Havre Daily News
The Havre City Council is again considering the creation of a charter for the city, a move that city voters considered and rejected a decade ago.
Former Bozeman Mayors Ken Weaver and Judy Mathre, co-founders of the Local Government Center at Montana State University-Bozeman, met Wednesday with Havre Mayor Bob Rice, five members of the City Council and a few residents to discuss the writing of a charter and answer questions.
The issue must be approved by voters, but City Council members agreed it is too complex an issue to put on the ballot as soon as the Nov. 8 general election.
With a charter, Weaver said, Havre would be able to structure its local government and clarify roles and responsibilities for the mayor and City Council. Without a charter, Havre is confined to general powers laid out in state code, a "recipe," as Weaver called it.
"We think the charter is a real good idea," he said. "Throw out the recipe and come up with your own. There are no disadvantages to having a charter. If there were any, I'd tell you. But there aren't."
With a charter, Weaver said, Havre would be given the power of self-governance, enabling the city to define elected officials' terms and set the size of council.
Havre could choose from a variety of options in how it wants to set up its government. Some municipalities have city managers who run the nuts-and-bolts operations of the city, leaving the mayor to running council meetings and having ceremonial responsibilities. Other cities are set up as Havre is now, in which the mayor is in charge of the executive branch. Weaver said some cities have made the transition to city managers because of the immense amount of time the mayor's job can take. He cautioned that such a change is not easy.
Havre could also hammer out the duties of council members. A mayor or manager could be in charge of department heads, Weaver said, or the City Council could have more oversight.
The city could also decide to include a provision that would eliminate Havre's four wards and have the city elect at-large council members.
"Theoretically, it's a wonderful question of representation," Weaver said. "Railroad towns tend to go with wards. It's an interesting question."
The charter cannot contain anything prohibited by the state and national constitutions, and it cannot change court procedures or violate election and contract law, he added.
All of the provisions would be spelled out in specific points in the document, making them much easier to understand than the legal language of the state code, he added.

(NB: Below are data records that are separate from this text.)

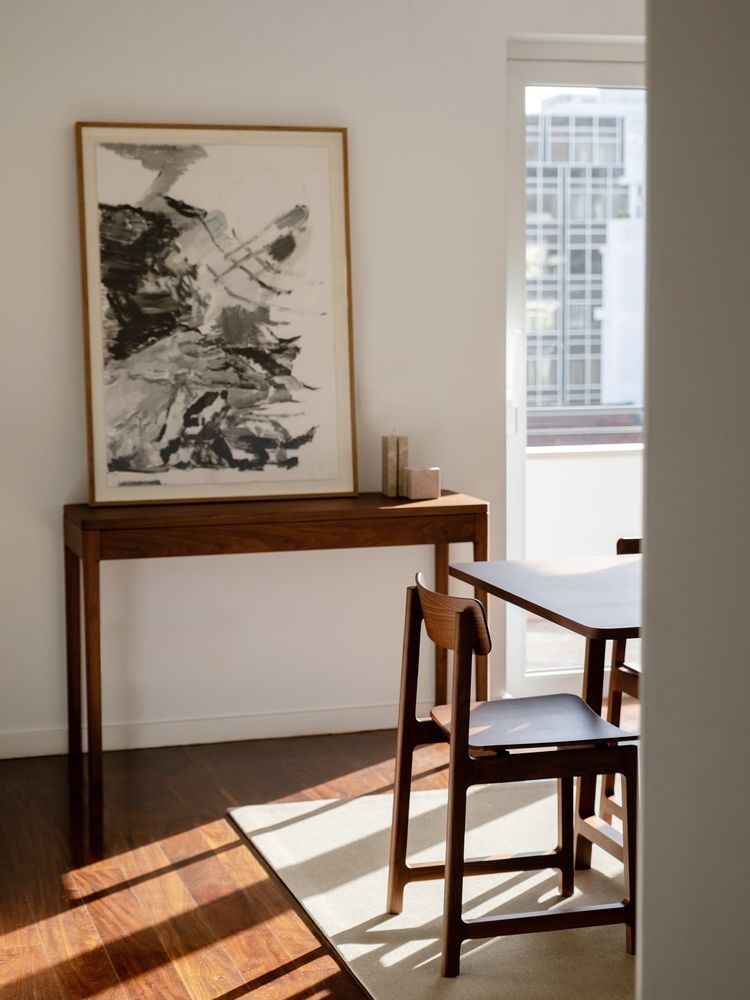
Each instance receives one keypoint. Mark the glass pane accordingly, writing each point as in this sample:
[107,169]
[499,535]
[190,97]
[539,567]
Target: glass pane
[585,184]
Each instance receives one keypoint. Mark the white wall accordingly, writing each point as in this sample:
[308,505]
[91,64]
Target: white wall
[696,810]
[579,501]
[205,648]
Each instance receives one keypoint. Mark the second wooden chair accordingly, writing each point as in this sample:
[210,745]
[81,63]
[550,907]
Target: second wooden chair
[491,742]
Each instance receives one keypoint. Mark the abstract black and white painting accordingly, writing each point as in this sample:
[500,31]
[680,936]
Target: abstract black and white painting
[217,312]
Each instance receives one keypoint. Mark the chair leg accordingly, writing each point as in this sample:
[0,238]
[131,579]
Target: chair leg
[400,824]
[566,835]
[454,874]
[630,836]
[614,711]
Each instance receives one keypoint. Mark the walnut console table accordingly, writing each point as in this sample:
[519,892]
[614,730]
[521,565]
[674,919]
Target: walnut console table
[93,534]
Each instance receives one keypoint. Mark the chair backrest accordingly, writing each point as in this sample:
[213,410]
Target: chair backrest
[439,613]
[629,546]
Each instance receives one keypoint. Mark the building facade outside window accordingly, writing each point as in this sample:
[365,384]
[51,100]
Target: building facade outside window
[585,206]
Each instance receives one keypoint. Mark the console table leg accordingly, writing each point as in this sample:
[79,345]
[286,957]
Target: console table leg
[92,635]
[73,649]
[481,553]
[441,655]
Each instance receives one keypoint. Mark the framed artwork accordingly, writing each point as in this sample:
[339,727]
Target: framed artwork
[217,312]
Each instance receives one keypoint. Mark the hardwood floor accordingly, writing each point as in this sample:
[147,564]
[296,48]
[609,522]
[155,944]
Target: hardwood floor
[151,892]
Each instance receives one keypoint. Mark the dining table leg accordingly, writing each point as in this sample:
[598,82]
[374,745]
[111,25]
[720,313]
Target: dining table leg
[593,690]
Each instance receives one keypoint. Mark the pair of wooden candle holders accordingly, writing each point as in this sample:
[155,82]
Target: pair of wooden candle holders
[403,480]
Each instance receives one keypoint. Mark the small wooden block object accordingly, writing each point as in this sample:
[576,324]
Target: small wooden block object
[422,484]
[403,460]
[389,486]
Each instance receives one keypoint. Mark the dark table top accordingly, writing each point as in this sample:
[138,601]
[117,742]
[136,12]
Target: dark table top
[596,596]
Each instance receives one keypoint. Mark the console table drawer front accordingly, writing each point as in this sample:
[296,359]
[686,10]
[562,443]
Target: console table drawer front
[287,537]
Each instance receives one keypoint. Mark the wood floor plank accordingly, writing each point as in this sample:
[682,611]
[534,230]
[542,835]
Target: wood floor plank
[135,950]
[150,891]
[24,974]
[184,931]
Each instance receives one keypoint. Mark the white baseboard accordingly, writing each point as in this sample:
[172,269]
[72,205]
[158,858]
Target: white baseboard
[219,729]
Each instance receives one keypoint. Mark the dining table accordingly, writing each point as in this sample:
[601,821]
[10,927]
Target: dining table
[598,597]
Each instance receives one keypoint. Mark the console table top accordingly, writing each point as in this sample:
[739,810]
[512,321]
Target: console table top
[367,505]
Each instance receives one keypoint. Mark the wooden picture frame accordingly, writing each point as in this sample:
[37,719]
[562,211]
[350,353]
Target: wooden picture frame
[217,312]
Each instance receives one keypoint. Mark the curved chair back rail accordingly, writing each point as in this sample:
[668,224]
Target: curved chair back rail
[439,613]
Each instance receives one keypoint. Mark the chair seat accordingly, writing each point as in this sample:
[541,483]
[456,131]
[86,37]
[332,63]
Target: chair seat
[542,721]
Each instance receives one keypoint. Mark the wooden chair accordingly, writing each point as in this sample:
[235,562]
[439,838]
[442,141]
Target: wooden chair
[488,741]
[623,679]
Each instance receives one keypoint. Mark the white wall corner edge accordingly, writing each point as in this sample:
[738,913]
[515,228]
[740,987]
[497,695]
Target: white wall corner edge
[217,729]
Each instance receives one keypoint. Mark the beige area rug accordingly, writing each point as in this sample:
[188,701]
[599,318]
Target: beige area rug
[333,857]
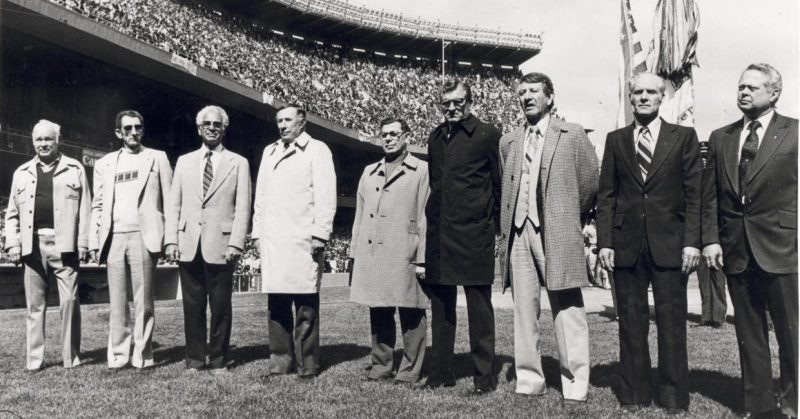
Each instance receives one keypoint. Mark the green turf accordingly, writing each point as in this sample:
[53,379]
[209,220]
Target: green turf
[91,390]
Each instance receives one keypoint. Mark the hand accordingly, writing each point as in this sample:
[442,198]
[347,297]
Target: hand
[171,252]
[690,256]
[232,254]
[14,254]
[606,257]
[713,256]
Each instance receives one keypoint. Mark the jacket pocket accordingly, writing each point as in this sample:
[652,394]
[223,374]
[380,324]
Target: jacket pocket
[412,227]
[225,226]
[787,219]
[73,191]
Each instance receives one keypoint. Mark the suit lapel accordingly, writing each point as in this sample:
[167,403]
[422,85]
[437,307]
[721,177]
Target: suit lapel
[730,153]
[111,175]
[549,150]
[664,145]
[144,171]
[627,150]
[220,173]
[198,167]
[773,137]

"The clarity is where it's at," Weaver said. "I can't overstate that."
"Those communities that have charters - in a way, it stabilizes their government," Mathre said.
Self-governance would also give the city powers it doesn't have under state code, Weaver said. For example, if Havre were now presented with the opportunity to operate a hydroelectric turbine or a wind farm, it could not own or operate that infrastructure - much less sell excess electricity to generate revenue - because those powers are not spelled out in state code, he said.
Weaver said voters commonly worry that a city charter will create more government at the local level. In fact, he said, cities are able to include provisions in their charters that limit certain powers. Taxes, fees, costs and debts can be limited, or requirements for public hearings on those items may be put in place, he said.
"You could write in almost any restriction on that government," Weaver said.
Future amendments, which also require voter approval, could change, add or remove specific items in the charter, Mathre added.
City Council member Jack Brandon said he thinks a charter is something that needs to be carefully studied, and there is not adequate time to consider the issue before the November election.
"We need to look to the future for one thing," Brandon said. "I know the charter will give us more self-governing powers. If you don't have a charter, you're locked into state statutes.
"We don't want to rush into it," he added. "Right now is not a good time to do it. We have some new council people coming in, and I think we need to bring those people into the decision about the charter."
Havre placed a charter on the ballot about 10 years ago, along with two other issues that were tied to its passage, city clerk Lowell Swenson said.
Mathre said the charter issue failed 1,578 to 802.
Swenson said the other two issues - one would have made Havre elections nonpartisan, and the other would have required city workers to live within city limits - passed but were not instituted because the charter failed.
Weaver said the City Council has the power to put a charter on the ballot, and 15 percent of the number of people who voted in the previous election have the same power.
He suggested that council members create an ad hoc committee to explore the possibility further. For a fee to cover his own costs, Weaver could assist Havre in that process by providing model charters and advice. He agreed that the issue is not pressing.
"Take your time, build your charter and build community support," Weaver said. "Keep it simple. Let the people know what they're voting on and why. If you don't have problems to solve, it's a ... good time to work on the future."
Weaver and Mathre co-founded the Local Government Center 20 years ago to help strengthen Montana's local governments and provide training, technical assistance and research to officials. Both have held the office of mayor and city commission member in Bozeman.